Twitter Sentimental Analysis Using Natural Language Processing Visualized on a Heatmap Hack@Brown 2017
With the recent controversial political climate of America and the world, people's opinions on critical issues has never mattered more. We wanted to create something that can use machine learning and natural language processing to analyze people's opinions and visualize it.
We used Twitter's API to fetch tweets according to any given keyword. These tweets were processed using natural language processing and sentiment analysis techniques and persisted in a database, or fetched from the database if previously queried. Using the metadata associated with these analyzed tweets, we used D3 to visualize the number of tweets and their semantic value across a map of the United States. This map is dynamically generated, with zoom functionality and a panel in which we can view tweets associated with a particular state.
We used Django as our web backend, running on a VM hosted by Microsoft Azure. Our REST API calls are routed through an Apache webserver and our database content is serialized and returned by the Django REST Framework. At the moment, our database is a SQLite3 database, but it is trivial to scale our database by switching to PostgreSQL sometime in the future.
The frontend is written in D3 and Vue.js, with Gulp as our dependency manager. This makes simple fetch API calls to the backend and we can retrieve and query specific keywords according to the URL of the request. The JSON data retrieved by these calls is inserted into the javascript-based view layer, and rendered to the user. In order to embed properly styled tweets, we make another HTTP request to Twitter using the IDs of the analyzed tweets.
In order to analyze these tweets we wrote a library, with calls to the TwitterAPI, that retrieve an abundance of tweets queried by a keyword, which we then run through an natural language processing API that returns the probability of positive/negative sentiments associated with the text of each tweet.
We experienced considerable challenges when attempting to decouple our frontend (client-side) fetch API calls from the backend. CORS was a problem in this case. Additionally, we found that a high proportion of the analyzed tweets have neutral sentiment. In the future, we hope that we can fine tune the sentiment analysis of the tweets to refine the results. We also had trouble finding accurate geolocation information for each tweet, and instead had to rely on the Google Geocode API to determine from which state each tweet originated.
Finally, we encountered difficulties when dealing with Twitter's API rate limit. The solution to this was to restart the VM and change its IP. We hope to include more tweets with each API request in the future, perhaps by paying to raise the rate limit.
We designed our software stack and architecture very early on in the development process. Despite many challenges, restarts and merge conflicts we stuck to this architecture, and we each produced working components that subscribed to a standardized API, leading to effective iteration and seamless integration.

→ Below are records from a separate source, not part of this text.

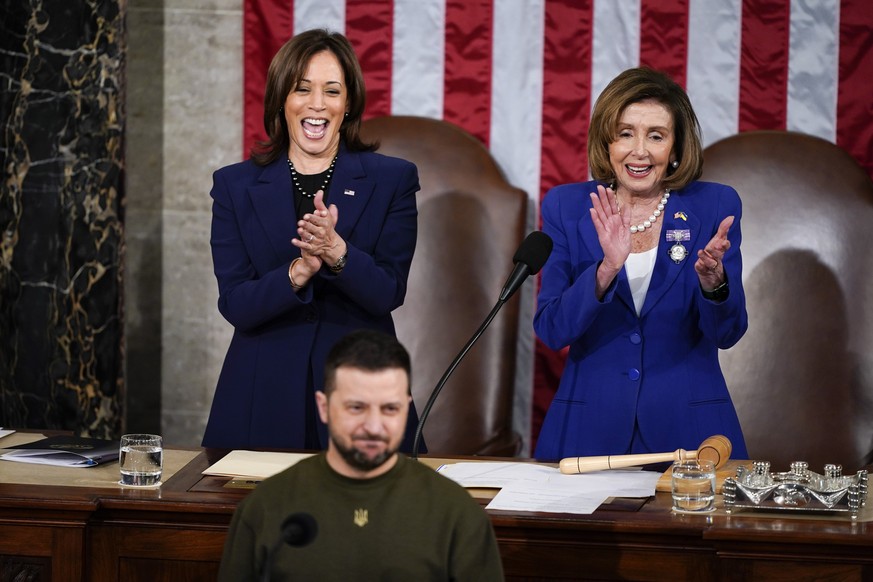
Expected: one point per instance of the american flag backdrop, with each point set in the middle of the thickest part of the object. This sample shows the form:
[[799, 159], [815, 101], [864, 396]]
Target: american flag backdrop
[[522, 75]]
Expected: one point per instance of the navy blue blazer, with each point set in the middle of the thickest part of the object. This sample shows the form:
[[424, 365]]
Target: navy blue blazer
[[275, 361], [657, 373]]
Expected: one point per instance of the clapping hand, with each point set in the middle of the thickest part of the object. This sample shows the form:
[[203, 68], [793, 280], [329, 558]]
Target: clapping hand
[[709, 264]]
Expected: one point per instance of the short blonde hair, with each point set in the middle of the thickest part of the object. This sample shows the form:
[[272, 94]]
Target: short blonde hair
[[633, 86]]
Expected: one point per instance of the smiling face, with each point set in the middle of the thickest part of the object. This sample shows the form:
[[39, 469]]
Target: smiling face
[[642, 148], [366, 417], [314, 112]]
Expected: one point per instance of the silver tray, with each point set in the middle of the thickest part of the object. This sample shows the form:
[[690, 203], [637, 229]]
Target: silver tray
[[799, 489]]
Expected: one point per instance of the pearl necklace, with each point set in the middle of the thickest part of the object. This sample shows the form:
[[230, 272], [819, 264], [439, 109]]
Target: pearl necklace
[[328, 173], [654, 217]]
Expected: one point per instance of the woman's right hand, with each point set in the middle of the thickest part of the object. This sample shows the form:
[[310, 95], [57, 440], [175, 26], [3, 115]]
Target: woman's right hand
[[613, 232]]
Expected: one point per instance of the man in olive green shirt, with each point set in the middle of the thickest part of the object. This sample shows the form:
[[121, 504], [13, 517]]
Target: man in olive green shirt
[[378, 515]]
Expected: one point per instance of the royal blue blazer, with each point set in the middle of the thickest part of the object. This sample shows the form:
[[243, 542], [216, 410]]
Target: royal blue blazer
[[281, 338], [657, 373]]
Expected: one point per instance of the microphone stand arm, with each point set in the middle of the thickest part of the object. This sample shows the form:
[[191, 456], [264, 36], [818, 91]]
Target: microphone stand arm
[[433, 396]]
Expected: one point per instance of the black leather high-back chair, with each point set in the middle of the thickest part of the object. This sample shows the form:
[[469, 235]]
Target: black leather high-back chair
[[470, 222], [802, 377]]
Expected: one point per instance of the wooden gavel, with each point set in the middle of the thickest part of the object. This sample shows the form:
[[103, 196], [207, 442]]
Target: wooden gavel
[[716, 448]]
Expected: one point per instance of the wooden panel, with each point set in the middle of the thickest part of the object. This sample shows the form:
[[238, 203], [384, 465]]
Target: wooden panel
[[128, 552], [35, 552]]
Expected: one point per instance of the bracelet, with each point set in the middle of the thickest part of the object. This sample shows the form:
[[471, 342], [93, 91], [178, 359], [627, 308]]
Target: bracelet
[[340, 264], [720, 293], [290, 278]]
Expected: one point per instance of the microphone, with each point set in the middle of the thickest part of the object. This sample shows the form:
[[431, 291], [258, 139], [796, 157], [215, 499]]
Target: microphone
[[298, 530], [529, 259]]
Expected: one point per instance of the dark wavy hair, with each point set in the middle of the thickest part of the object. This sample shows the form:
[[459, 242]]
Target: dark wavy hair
[[287, 69], [633, 86], [366, 349]]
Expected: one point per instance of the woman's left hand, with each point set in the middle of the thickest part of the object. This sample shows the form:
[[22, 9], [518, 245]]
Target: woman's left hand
[[709, 265], [317, 232]]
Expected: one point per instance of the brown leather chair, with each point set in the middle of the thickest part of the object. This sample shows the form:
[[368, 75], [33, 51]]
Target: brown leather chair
[[802, 377], [470, 222]]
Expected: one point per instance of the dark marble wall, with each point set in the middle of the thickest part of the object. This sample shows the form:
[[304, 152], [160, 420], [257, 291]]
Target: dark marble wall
[[61, 214]]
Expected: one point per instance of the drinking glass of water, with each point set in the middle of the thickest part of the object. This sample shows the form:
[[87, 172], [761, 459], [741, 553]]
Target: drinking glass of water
[[141, 459], [693, 486]]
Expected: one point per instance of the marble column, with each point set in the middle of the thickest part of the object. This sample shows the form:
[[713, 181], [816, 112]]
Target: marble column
[[61, 215]]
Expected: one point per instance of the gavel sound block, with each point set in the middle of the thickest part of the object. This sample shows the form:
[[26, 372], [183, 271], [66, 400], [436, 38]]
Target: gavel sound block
[[716, 448]]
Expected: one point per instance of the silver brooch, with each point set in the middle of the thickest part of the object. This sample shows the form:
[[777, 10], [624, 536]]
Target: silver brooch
[[678, 252]]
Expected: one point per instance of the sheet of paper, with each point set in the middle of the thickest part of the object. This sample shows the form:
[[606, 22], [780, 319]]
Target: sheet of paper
[[531, 487], [59, 459], [254, 465], [552, 497], [496, 474], [617, 482]]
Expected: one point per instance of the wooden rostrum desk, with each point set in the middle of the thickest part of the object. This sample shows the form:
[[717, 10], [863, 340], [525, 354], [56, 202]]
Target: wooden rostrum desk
[[176, 533]]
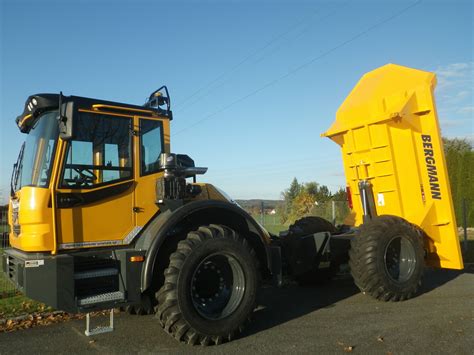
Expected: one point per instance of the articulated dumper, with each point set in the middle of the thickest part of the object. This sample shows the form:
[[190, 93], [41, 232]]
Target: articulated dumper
[[103, 215]]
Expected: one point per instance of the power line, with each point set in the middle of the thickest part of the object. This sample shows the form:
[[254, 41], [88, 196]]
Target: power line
[[244, 60], [302, 66]]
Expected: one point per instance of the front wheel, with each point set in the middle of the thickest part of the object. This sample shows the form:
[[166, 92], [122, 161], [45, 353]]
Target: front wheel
[[210, 287], [387, 258]]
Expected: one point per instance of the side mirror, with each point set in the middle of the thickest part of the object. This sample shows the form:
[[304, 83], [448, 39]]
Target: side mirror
[[66, 120]]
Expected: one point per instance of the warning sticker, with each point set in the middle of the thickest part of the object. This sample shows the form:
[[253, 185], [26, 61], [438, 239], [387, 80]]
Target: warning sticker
[[34, 263], [380, 200]]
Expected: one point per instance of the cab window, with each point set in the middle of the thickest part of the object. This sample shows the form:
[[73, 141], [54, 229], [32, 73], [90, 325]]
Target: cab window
[[151, 145], [101, 152]]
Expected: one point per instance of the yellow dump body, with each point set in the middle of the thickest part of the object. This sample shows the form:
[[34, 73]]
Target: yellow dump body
[[389, 135]]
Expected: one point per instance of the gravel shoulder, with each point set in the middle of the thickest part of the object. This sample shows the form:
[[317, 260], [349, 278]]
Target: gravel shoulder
[[334, 318]]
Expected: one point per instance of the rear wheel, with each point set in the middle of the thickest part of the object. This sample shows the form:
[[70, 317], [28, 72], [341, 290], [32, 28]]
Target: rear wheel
[[210, 287], [387, 258]]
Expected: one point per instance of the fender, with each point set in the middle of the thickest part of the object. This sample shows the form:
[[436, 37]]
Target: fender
[[157, 230]]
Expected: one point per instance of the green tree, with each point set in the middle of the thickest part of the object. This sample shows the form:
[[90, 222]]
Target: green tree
[[460, 163]]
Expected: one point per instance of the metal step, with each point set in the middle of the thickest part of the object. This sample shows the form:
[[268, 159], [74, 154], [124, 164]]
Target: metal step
[[95, 273], [102, 298]]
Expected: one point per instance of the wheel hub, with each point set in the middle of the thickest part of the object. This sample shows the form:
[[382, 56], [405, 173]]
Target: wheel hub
[[400, 259], [217, 286]]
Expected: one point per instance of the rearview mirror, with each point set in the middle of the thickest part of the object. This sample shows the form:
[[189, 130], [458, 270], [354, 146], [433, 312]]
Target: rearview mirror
[[66, 120]]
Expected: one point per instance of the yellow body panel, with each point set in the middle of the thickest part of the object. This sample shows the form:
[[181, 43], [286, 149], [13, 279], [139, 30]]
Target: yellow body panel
[[35, 219], [389, 135], [107, 222]]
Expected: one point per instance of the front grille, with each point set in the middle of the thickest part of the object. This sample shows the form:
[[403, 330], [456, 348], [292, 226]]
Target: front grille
[[94, 276]]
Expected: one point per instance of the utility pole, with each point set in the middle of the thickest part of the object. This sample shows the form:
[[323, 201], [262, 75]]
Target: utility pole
[[464, 220]]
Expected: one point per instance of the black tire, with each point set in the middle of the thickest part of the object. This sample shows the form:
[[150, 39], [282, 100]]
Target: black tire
[[216, 262], [310, 225], [387, 258]]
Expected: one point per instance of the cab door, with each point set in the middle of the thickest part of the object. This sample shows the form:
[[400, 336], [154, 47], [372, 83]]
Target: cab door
[[152, 140], [95, 192]]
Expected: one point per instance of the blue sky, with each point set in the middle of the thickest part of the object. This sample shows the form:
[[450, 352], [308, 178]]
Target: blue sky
[[253, 83]]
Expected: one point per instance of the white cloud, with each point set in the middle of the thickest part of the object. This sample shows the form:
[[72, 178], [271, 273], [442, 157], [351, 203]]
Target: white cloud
[[455, 98]]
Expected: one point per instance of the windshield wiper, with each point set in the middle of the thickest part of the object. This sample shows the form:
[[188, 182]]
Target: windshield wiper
[[16, 171]]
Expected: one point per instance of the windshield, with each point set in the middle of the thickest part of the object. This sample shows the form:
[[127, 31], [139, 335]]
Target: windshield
[[34, 165]]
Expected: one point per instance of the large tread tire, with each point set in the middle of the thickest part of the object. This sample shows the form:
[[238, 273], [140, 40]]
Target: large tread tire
[[368, 253], [177, 314], [310, 225]]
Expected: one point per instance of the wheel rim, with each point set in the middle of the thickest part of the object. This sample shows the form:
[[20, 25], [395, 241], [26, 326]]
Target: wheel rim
[[400, 259], [217, 286]]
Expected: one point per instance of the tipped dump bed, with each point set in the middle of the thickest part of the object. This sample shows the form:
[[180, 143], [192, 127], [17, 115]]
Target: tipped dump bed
[[389, 135]]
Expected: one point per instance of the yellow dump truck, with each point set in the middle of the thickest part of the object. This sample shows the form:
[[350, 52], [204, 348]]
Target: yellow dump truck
[[103, 215]]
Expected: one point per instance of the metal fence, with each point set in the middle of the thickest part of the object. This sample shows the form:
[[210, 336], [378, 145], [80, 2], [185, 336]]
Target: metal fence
[[7, 289], [269, 217]]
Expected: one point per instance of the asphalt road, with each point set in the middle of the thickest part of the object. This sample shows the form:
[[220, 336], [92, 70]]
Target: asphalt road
[[327, 319]]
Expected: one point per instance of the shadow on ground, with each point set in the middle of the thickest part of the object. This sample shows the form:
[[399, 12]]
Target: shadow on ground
[[278, 306]]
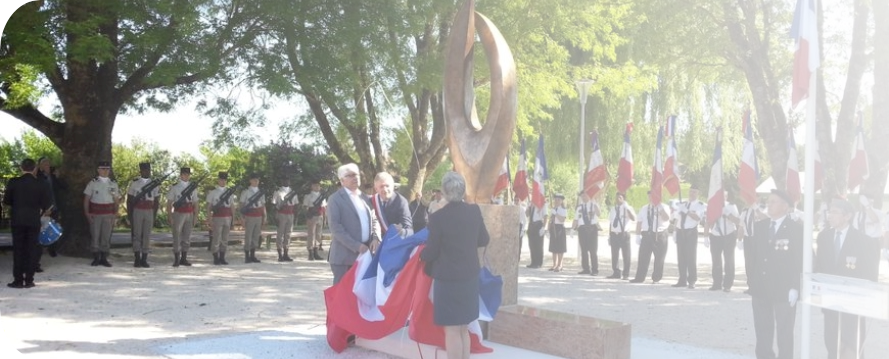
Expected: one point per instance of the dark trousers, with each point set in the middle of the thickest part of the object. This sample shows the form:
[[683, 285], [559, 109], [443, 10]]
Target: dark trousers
[[620, 245], [723, 247], [535, 243], [588, 235], [850, 323], [24, 249], [652, 243], [767, 317], [748, 258], [687, 255]]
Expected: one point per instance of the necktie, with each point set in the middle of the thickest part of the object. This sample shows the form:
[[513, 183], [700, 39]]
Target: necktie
[[836, 246]]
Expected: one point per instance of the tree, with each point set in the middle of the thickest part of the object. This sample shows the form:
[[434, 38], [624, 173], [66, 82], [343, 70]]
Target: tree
[[101, 57]]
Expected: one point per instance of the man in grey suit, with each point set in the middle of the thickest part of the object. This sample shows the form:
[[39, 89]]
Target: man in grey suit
[[353, 225]]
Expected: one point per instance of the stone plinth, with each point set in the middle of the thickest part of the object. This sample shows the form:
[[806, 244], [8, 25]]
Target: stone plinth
[[503, 250], [561, 334]]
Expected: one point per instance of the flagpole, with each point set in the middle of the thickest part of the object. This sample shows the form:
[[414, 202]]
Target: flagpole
[[808, 221]]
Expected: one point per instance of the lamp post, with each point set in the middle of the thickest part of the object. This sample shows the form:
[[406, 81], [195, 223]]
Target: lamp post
[[583, 87]]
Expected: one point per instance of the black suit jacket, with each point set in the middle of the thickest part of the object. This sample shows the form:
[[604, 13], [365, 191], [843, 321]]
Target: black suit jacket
[[856, 247], [27, 197], [455, 233], [776, 270]]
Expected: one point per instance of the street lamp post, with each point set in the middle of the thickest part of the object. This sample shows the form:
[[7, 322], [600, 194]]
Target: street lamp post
[[583, 87]]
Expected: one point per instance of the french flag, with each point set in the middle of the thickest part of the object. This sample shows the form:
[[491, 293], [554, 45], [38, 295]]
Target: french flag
[[716, 199], [594, 179], [538, 193], [748, 174], [806, 59], [671, 165], [792, 187], [859, 169], [625, 166], [520, 184], [503, 178], [657, 171]]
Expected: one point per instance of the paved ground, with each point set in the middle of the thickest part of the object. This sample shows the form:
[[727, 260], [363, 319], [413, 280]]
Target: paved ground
[[275, 310]]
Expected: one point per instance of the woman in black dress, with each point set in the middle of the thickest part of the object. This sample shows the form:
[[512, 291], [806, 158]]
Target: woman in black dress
[[455, 233]]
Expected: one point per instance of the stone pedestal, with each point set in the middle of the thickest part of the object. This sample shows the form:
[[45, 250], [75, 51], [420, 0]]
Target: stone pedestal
[[503, 250], [561, 334]]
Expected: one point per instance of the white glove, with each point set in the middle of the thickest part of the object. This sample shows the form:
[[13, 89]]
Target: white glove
[[792, 296]]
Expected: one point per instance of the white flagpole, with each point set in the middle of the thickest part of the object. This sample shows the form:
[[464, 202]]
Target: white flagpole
[[809, 220]]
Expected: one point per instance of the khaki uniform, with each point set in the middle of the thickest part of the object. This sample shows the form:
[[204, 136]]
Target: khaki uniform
[[182, 218], [103, 194], [142, 214]]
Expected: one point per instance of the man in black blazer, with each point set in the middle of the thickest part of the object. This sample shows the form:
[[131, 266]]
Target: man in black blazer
[[844, 251], [28, 198], [391, 207], [777, 258]]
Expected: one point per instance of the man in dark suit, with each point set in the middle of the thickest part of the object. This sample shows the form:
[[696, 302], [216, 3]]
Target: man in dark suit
[[28, 198], [353, 225], [777, 257], [844, 251], [390, 206]]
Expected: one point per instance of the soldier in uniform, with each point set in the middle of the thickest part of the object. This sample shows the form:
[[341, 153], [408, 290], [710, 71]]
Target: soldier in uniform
[[100, 201], [142, 214], [284, 200], [220, 220], [182, 218], [314, 221], [253, 210]]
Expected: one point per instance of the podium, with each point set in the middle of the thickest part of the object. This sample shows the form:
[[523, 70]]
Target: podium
[[847, 295]]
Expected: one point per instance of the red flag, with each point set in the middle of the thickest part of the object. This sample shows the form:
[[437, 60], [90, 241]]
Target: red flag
[[594, 180], [520, 184], [748, 174], [657, 172], [859, 170], [503, 179], [625, 166], [538, 193], [806, 60], [792, 187], [716, 199], [671, 165]]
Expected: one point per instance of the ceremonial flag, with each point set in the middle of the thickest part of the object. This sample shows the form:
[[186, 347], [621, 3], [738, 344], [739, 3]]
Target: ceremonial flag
[[594, 180], [792, 187], [503, 178], [520, 184], [716, 199], [859, 170], [657, 172], [671, 165], [804, 31], [538, 194], [748, 174], [625, 166]]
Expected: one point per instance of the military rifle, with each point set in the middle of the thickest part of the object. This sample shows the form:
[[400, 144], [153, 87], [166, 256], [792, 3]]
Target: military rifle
[[186, 193]]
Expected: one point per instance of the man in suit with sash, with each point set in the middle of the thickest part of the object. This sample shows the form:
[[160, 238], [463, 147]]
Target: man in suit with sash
[[844, 251], [353, 224], [777, 257]]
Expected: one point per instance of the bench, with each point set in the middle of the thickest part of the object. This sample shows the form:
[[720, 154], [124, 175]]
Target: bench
[[561, 334]]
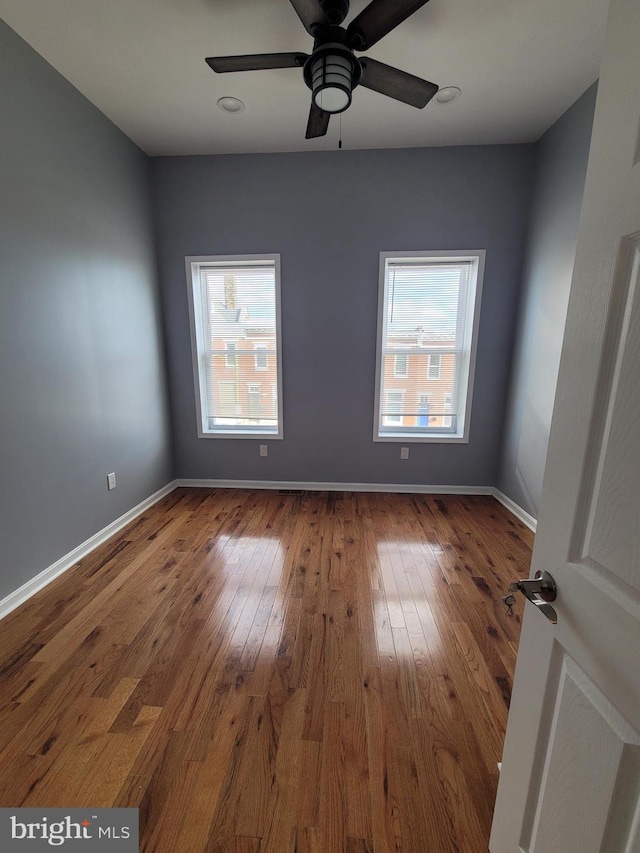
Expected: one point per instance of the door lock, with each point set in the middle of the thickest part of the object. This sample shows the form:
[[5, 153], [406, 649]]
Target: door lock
[[540, 590]]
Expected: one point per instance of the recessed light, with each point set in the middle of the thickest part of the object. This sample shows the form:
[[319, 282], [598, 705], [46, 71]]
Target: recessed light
[[448, 94], [230, 105]]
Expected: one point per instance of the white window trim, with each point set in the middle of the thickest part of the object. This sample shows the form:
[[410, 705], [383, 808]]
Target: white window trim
[[192, 269], [477, 257]]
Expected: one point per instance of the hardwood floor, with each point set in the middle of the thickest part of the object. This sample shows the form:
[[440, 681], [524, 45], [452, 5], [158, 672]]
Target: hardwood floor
[[264, 671]]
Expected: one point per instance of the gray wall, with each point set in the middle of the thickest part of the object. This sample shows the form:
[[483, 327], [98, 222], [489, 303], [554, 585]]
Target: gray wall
[[329, 214], [81, 362], [561, 165]]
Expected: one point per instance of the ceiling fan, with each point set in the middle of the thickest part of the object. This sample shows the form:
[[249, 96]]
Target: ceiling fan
[[332, 71]]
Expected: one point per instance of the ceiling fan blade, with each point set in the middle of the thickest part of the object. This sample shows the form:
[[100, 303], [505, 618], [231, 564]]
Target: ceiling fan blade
[[396, 84], [379, 18], [256, 62], [318, 122], [310, 13]]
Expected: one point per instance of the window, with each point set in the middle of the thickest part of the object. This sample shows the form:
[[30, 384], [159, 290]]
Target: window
[[261, 359], [446, 421], [401, 365], [428, 309], [234, 305], [230, 354], [433, 370], [393, 408]]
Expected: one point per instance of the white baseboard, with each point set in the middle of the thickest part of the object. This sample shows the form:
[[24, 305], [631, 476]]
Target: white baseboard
[[403, 488], [517, 510], [20, 595]]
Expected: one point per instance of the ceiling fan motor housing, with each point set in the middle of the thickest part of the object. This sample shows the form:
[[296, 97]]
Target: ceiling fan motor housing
[[332, 71]]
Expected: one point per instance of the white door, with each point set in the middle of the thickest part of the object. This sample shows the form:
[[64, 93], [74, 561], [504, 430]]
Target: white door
[[570, 780]]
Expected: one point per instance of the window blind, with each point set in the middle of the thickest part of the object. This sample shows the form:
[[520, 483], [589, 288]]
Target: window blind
[[424, 346], [238, 353]]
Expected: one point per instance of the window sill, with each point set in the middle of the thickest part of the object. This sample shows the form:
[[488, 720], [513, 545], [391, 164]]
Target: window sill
[[413, 438], [274, 436]]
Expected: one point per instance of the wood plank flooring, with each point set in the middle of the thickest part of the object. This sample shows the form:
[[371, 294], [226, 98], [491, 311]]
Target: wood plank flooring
[[274, 672]]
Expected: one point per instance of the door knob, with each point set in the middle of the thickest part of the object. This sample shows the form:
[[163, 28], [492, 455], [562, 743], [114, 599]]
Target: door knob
[[540, 590]]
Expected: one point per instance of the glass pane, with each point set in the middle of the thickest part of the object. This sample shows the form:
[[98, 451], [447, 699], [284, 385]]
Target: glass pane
[[419, 399], [241, 394]]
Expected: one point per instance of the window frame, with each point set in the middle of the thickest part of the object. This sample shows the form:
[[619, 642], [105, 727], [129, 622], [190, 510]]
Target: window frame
[[193, 264], [459, 435]]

We learned a great deal about all the technologies used in developing this project, as well as how to navigate the pitfalls associated with using new technologies and other team's APIs.
Since this was the first hackathon for all members of our team, our greatest learning experience came in the form of teamwork and collaboration.
We hope to maintain, refine and document the codebase. Perhaps most importantly, we hope to allow querying by temporal data as well as textual. It would be very cool to watch the sentiment of tweets shift over time (through election cycles, world events, etc.) Since stock exchange depends heavily on the shifting public sentiments, this tool can be greatly used to aid the development of artificial intelligence stock analyzer.